Three cheers for the judges, say I. Out Stealing Horses is a marvelous book.

Trond, the narrator, is 67 years old. His wife died three years earlier in a car crash, and his children by a previous marriage are both grown. Trond has come to live out his days in a cabin near a village in a remote part of Norway, a village much like the one where he and his father spent summers when Trond was a teenager.

As it happens, his nearest neighbor turns out to be someone who not only lived in the same village Trond and his father visited but who also figured crucially during the particular summer that is the focus of Trond’s reminiscence. That summer was the last time Trond ever saw his father, with whom he had been extraordinarily close.

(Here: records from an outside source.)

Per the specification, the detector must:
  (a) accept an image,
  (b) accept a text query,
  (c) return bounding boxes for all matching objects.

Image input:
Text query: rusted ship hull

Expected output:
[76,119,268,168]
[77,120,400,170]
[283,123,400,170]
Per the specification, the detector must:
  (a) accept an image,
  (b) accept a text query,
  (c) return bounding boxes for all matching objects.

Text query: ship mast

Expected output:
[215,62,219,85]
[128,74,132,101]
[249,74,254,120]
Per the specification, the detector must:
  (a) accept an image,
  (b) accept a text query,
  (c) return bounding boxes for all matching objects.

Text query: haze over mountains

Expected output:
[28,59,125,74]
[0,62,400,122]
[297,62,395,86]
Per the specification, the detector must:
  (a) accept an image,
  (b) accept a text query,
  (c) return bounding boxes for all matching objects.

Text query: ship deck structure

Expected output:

Trond relates his tale antiphonally, memory bringing his thoughts back to the present almost as often as present circumstances prompt him to remember. The effect is teasingly elliptical:

“People like it when you tell them things, in suitable portions, in a modest, intimate tone, and they think they know you, but they do not, they know about you, for what they are let in on are facts, not feelings, not what your opinion is about anything at all, not how what has happened to you and how all the decisions you have made have turned you into who you are. What they do is they fill in with their own feelings and opinions and assumptions, and they compose a new life which has precious little to do with yours, and that lets you off the hook.”

And that is what one finds oneself doing as one reads — filling in the lacunae in the narrative with one’s own feelings, opinions, assumptions. One grows close to Trond, not because one identifies with him exactly, but rather because his evasions are so much like one’s own.

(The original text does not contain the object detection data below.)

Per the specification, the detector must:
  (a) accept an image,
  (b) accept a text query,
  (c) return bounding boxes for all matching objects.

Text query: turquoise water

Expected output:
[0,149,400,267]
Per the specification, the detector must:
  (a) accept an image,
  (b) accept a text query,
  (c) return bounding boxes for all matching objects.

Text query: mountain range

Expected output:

Trond’s best friend in the village is a boy his own age called Jon:

“He would never come inside, maybe because of my father. He never spoke to my father. Never said hello to him. Just looked down when they passed each other. … Then my father would stop and turn round to look at him and say:

“`Wasn’t that Jon?’

`Yes,’ I said.

`What’s wrong with him?’ said my father every time, as if embarrassed, and each time I said:

`I don’t know.'”

Jon comes over early one morning to fetch Trond: “`Are you coming?’ he said. `We’re going out stealing horses.'”

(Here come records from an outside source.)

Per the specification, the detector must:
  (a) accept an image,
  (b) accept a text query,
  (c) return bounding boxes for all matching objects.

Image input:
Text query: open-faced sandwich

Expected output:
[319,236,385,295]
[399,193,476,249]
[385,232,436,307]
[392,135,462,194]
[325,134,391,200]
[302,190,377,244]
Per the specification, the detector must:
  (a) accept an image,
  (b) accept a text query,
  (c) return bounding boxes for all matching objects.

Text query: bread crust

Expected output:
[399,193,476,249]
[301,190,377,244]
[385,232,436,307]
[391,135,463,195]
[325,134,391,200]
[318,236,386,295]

They’re actually just going to break into a farmer’s paddock and ride them, but in their imaginations they’re rustlers in the Old West. (Later, a logger tells Trond of his father’s exploits during the war — when Norway was occupied by Nazi Germany — and explains that when his father arrived in the village they knew who he was because of the prearranged words he spoke: ” `Are you coming? We’re going out stealing horses.'”)

Jon behaves very strangely that morning. He takes Trond up into a tree and shows him a goldcrest’s nest, “perfectly formed of moss and feathers. And it did not hang. It hovered.”

There is a single tiny egg in the nest. Jon takes it out and lets it drop, then crushes the nest to dust:

“Jon’s face was a chalk-white mask with an open mouth, and from that mouth came sounds that made my blood run cold, I had never heard anything like it; throaty noises like an animal I had never seen and had no wish to see.

When Trond returns home and tells his father, his father asks him, “Do you want to know what they’re talking about at the shop?'”

Something terrible has happened, and Trond will never see Jon again.

A lesser novel would gather up all the dangling threads of narrative — there are plenty more besides those mentioned — and tie them into a nice neat bow of an ending. Not this one. It is, in fact, Petterson’s refusal to do precisely this that makes his novel so lifelike. After all, life boasts far more loose ends than pat endings.